Ready to experience the magic of predictive analytics firsthand? Explore our deployment and witness the transformative potential of data-driven insights in action. Click here to embark on a journey of discovery and unlock the secrets of real estate pricing dynamics with just a click of a button.
https://huggingface.co/spaces/saaara/real_estate_price_prediction
Conclusion:
Model deployment represents the culmination of our journey, where theoretical concepts are transformed into tangible solutions that empower individuals and organizations to make informed decisions in the ever-evolving landscape of real estate. Through seamless integration, intuitive interfaces, and the democratization of predictive analytics, we pave the way for a future where data-driven insights drive meaningful change and innovation.
Conclusion
We've made our data analysis and modeling process interactive and accessible by sharing our Google Colab notebook. Dive deeper into the intricacies of our real estate analysis, run code cells, visualize data, and even experiment with our predictive models here:
As our journey through the labyrinth of Moroccan real estate draws to a close, we stand amidst a landscape adorned with insights, revelations, and transformative discoveries. Through the collective efforts of our dedicated team, we have unearthed invaluable treasures that illuminate the intricate dynamics of real estate pricing in Morocco. Our models exhibit remarkable accuracy in forecasting real estate prices, leveraging a nuanced understanding of location, amenities, and economic trends. By harnessing the power of web scraping and exploratory data analysis, we have curated a comprehensive dataset, laying the foundation for informed decision-making. With the deployment of our models, we bridge the gap between theory and practice, offering intuitive interfaces to access predictive analytics, empowering users to navigate the complexities of the real estate market with confidence. Looking ahead, we remain committed to continuous innovation, exploring novel methodologies and technologies to enhance the accuracy of our models. While reflecting on our journey, we recognize areas for improvement, acknowledging challenges faced and lessons learned.
A Call to Action:
Embark on your own journey of exploration and discovery within the realm of Moroccan real estate. Whether you're a seasoned professional, an aspiring enthusiast, or a curious explorer, there's a wealth of insights and opportunities waiting to be uncovered. Connect with our team to learn more about our endeavors, collaborate on future projects, or simply indulge in the fascinating world of real estate analytics. Together, let's chart a course towards a future where data-driven insights illuminate the path to prosperity and growth. 🌟🔍🏠
Acknowledgments
I would like to express my sincere appreciation to my dedicated team members – Sara M'HAMDI, Imane KARAM, and Asmae EL-GHEZZAZ – whose expertise and commitment have been invaluable throughout this project. Your hard work, collaboration, and enthusiasm have truly made a difference. As the team leader, I am incredibly proud to have worked alongside such talented individuals.

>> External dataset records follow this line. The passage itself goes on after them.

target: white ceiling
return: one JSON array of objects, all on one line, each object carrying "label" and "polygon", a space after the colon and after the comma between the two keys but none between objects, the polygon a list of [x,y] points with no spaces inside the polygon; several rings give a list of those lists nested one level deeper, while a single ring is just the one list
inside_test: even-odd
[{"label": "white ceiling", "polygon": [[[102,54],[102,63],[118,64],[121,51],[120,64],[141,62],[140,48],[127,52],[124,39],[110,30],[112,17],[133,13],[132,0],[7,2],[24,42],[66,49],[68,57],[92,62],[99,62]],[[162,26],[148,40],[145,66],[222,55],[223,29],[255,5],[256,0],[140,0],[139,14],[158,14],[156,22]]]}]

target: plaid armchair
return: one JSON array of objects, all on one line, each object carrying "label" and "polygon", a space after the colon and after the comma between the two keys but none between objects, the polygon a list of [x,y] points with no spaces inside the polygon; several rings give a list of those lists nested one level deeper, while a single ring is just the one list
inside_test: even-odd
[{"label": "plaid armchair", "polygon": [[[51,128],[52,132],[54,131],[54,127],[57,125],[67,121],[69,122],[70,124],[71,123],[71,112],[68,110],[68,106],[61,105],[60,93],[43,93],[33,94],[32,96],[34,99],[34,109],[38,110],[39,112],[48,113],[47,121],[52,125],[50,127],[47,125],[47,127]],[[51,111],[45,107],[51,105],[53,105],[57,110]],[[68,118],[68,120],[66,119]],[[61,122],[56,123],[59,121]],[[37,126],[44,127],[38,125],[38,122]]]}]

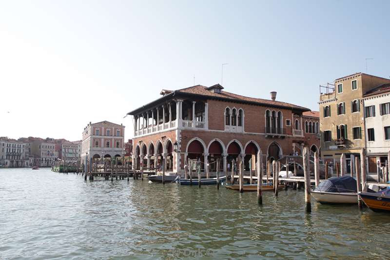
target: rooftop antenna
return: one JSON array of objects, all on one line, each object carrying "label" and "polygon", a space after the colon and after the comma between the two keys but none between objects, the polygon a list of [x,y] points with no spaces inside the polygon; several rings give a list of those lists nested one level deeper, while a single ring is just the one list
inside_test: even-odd
[{"label": "rooftop antenna", "polygon": [[366,73],[368,73],[368,70],[367,69],[367,60],[373,60],[373,59],[371,58],[366,58]]},{"label": "rooftop antenna", "polygon": [[229,63],[222,63],[222,72],[221,73],[221,85],[223,83],[223,65],[229,65]]}]

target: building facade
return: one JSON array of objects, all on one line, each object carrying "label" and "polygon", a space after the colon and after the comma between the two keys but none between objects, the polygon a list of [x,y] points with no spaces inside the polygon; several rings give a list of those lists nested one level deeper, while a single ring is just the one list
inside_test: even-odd
[{"label": "building facade", "polygon": [[81,159],[112,158],[124,152],[125,127],[108,121],[91,122],[82,132]]},{"label": "building facade", "polygon": [[29,167],[29,150],[26,144],[7,137],[0,137],[0,165],[10,168]]},{"label": "building facade", "polygon": [[364,132],[369,172],[384,166],[390,150],[390,83],[367,92],[363,97]]},{"label": "building facade", "polygon": [[140,169],[141,162],[148,169],[159,168],[163,160],[167,170],[182,172],[190,158],[200,160],[202,169],[209,163],[211,171],[219,159],[221,170],[226,171],[241,157],[248,169],[260,148],[265,161],[291,154],[303,145],[319,147],[319,139],[302,131],[303,113],[310,109],[276,101],[274,92],[269,100],[222,89],[217,84],[163,90],[161,98],[129,112],[136,168]]},{"label": "building facade", "polygon": [[347,171],[351,159],[366,146],[363,96],[390,80],[358,73],[335,80],[334,88],[320,96],[322,156],[330,165],[346,155]]}]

I also want to acknowledge Bahae Eddine Halim, the founder of the Moroccan Data Science (MDS) community, whose initiative, DataStart First Edition, provided the platform for our project. His dedication to fostering a supportive environment for data enthusiasts in Morocco has been instrumental in our journey. Lastly, we thank the broader data science community for their support and encouragement. Your enthusiasm and engagement have motivated us to push boundaries and continuously strive for excellence in our endeavors.
To all those who have contributed to this project – mentors, team members, and supporters – we express our heartfelt thanks. Your collective efforts have been integral to the success of this endeavor, and we look forward to continued collaboration and growth in the future.